Jack Robinson: Grew up on a farm, works in a chem lab, and brews his own beer. Age: 19. Superpower: SPEED.
Caroline Bloom: Has a flair for fashion design and a mother who’s completely out of touch. Works as a waitress for a lunatic boss.
Age: 20. Superpower: FLIGHT.
Harriet Bishop: Studied violin, guitar, and piano . . . and was terrible at them all. Now writes about music for the campus paper.
Age: 20. Superpower: INVISIBILITY.
Mary Beth Layton: Is managing a 3.8, but feels like she’s working three times as hard as the people around her.
Age: 20. Superpower: STRENGTH.
Charlie Frost: Has an anxious way about him, and always looks like he’s on day 101 of his most recent haircut.
Age: 20. Superpower: TELEPATHY.
But how do you adjust to an extraordinary ability when you’re an ordinary person? What if you’re not ready for the responsibility that comes with great power? And how do you keep your head in a world that’s going mad?
About the Author
David J. Schwartz's short fiction has appeared in numerous markets, including the anthologies Paper Cities, The Best of Lady Churchill's Rosebud Wristlet, and Twenty Epics.

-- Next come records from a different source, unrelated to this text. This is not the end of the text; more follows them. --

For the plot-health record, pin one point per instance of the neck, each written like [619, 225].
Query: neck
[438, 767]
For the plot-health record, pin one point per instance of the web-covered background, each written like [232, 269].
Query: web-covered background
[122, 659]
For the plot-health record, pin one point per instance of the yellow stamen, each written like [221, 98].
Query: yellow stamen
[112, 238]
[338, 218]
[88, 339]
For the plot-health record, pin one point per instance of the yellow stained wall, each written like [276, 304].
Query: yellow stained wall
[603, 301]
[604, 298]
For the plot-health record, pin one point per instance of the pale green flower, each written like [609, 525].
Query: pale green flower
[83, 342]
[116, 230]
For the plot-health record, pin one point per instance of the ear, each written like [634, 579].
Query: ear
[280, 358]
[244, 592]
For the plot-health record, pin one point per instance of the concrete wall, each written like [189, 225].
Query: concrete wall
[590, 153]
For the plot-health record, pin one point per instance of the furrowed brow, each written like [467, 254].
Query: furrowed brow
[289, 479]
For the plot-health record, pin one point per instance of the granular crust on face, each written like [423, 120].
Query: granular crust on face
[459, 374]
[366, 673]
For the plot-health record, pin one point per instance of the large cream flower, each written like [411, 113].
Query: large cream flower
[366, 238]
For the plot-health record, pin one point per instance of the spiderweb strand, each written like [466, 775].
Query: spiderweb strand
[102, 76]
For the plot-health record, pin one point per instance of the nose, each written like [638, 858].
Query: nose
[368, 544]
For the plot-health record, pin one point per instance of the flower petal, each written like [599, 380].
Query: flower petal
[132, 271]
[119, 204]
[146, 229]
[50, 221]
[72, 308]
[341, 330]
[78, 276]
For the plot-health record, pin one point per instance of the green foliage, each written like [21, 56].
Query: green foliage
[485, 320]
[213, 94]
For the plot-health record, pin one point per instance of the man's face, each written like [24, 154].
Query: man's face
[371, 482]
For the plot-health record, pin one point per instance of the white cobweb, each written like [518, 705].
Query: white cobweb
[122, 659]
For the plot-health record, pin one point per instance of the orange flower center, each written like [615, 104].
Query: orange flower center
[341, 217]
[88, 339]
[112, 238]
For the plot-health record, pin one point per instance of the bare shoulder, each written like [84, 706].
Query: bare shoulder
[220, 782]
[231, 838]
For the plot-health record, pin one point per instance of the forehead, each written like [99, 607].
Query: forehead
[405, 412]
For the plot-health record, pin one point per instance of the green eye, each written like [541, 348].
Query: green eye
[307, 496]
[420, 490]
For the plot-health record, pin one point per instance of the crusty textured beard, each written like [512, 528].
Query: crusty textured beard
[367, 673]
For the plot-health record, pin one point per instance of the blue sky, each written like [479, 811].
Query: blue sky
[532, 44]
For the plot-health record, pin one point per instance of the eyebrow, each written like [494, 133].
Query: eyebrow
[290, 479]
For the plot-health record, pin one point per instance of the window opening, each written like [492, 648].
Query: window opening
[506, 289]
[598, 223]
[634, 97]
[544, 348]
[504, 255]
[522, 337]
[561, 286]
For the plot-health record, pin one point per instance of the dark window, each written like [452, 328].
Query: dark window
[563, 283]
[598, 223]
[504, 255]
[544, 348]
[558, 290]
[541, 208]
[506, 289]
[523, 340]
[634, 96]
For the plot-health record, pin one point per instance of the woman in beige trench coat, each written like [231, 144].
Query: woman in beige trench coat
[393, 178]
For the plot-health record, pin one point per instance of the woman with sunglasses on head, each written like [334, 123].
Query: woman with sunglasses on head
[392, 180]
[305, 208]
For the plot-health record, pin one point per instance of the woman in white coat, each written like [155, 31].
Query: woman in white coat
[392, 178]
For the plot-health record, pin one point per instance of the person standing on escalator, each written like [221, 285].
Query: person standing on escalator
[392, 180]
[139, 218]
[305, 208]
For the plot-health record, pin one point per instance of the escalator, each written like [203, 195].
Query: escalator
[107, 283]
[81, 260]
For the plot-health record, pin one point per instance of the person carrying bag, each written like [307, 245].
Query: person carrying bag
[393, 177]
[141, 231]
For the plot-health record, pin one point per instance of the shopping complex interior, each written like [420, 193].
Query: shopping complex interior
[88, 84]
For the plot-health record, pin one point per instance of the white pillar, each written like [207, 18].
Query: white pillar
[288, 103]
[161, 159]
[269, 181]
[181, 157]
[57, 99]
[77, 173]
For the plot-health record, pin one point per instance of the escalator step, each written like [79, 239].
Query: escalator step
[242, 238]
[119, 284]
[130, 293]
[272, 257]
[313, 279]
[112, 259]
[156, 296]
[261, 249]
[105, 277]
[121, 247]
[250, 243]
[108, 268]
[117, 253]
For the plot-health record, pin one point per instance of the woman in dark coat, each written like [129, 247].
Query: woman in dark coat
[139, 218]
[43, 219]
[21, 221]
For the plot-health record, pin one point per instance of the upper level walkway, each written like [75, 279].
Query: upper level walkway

He attended Odyssey in 1996 and has participated in workshops with the Semi-Omniscients, the Supersonics, and the Sycamore Hill Writing Workshop. He lives in St. Paul, Minnesota. You can visit his website at http://snurri.livejournal.com/.
1. Steven on 29th November 2008 at 11:45 am
This seems rather premature, since works can qualify through December 31. This posting makes it sound like this is final, which it isn’t.